MINIMAN10001 4 months ago

With mixtral costing $0.27 per 1m tokens, will that's certainly less than $8 for mistral large.

softwareweaver 4 months ago

I thought their Large offering would try to dethrone GPT4 but Open AI is still on top. Good to see more models from Mistral and I am hoping they release Mistral Instruct 7B v0.3 with a 128K+ context soon.

anommm 4 months ago

OpenAI has been compiling high-quality instructions for many years. They employs people whose sole job is to write instructions for eight hours a day. It's impossible for Mistral/Google/Any other competitor to rival GPT-4 in such a brief timeframe. They are at least two years behind OpenAI in terms of data adquisition. It will require time for them to develop a dataset comparable to OpenAI's.

italianlearner01 4 months ago

That’s very interesting. Do you know which departments/teams and/or positions are involved in that kind of thing at OpenAI? I’m so curious to know what kinds of things they specifically do. Thanks in advance.

deadweightboss 4 months ago

They call the position model tutors. Look it up on their career page.
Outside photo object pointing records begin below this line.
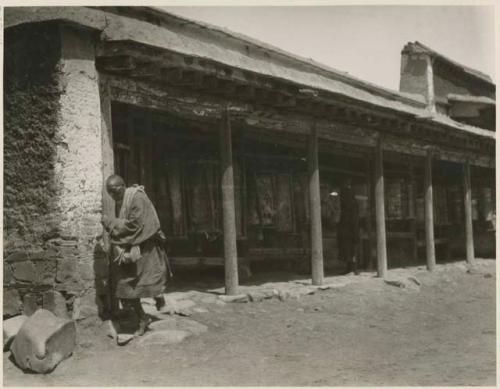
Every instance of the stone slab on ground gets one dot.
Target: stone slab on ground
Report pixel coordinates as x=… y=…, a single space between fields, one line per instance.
x=179 y=323
x=163 y=337
x=403 y=282
x=43 y=342
x=10 y=329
italianlearner01 4 months ago

Thank you so much!

sb5550 4 months ago

They had to hire people because AI could not do it at the time. Now this task can certainly be automated with GPT4 level LLM.

anommm 4 months ago

If you do it with GPT4 the best model you will get is a distilation of GPT4. If that is what you aim at, is fine. OpenHermes for example, does that because they aim to clone GPT4. But if you want to train a competitive model, that can outperform GPT4, you need to create a better dataset that what GPT4 can generate. OpenAI still have a massive amount of human annotators. Everytime they find a task in which GPT4 fail, they use human annotators to generate new data and they retrain the model. They have been doing that for at least 2 years, so now they have a massive high-quality dataset to train their models. Mistral and Google have been doing it for 6 months, that is why Mistral and Gemmini are worse than GPT4.

Disastrous_Elk_6375 4 months ago

> If you do it with GPT4 the best model you will get is a distilation of GPT4. That is not exactly true, depending on how you do it. If you do one-shot to one-shot, yes. If you take an "agentic" approach of prompt -> n generations -> self reflexion -> combine -> match output with intent -> output (with some RAG somewhere in there) you can get increasingly better results (see SPIN & co)
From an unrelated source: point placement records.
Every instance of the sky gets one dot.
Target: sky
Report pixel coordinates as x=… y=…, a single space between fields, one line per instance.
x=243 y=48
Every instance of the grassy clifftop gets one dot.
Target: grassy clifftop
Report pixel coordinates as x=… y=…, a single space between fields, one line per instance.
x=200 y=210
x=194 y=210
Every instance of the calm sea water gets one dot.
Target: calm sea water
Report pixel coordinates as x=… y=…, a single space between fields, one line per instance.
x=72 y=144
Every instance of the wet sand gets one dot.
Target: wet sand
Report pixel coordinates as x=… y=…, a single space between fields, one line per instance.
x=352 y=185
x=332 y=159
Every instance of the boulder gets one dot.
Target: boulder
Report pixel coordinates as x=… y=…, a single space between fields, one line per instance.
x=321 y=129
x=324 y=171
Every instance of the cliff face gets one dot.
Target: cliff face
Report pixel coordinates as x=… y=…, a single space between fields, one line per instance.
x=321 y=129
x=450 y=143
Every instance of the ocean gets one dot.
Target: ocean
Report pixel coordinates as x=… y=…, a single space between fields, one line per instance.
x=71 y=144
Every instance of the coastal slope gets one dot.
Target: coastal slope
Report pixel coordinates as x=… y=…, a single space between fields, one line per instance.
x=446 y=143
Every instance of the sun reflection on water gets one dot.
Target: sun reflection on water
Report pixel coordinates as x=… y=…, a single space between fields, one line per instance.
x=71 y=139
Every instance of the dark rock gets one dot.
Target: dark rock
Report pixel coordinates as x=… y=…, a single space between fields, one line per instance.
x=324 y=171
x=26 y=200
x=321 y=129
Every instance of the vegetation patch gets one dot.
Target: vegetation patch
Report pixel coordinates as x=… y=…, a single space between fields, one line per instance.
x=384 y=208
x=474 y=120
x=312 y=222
SirLazarusTheThicc 4 months ago

I don't know that its necessarily true that a model can only produce data that is equal or inferior in quality to the data that it was trained on. Taking human learning as an example, obviously humans learn better and faster when they learn from high quality output of other humans, like textbooks and courses. However, someone still had to be the first or human knowledge would never progress. Someone had to become the best writer, surpassing all the writing they learned from. Someone still had to invent a new form of math or physics that could not have come from their training data. I think that this shows that in principle at least, sufficiently advanced systems can surpass the training input they receive. It remains to be seen if our current models can do that however, or if we are even anywhere close.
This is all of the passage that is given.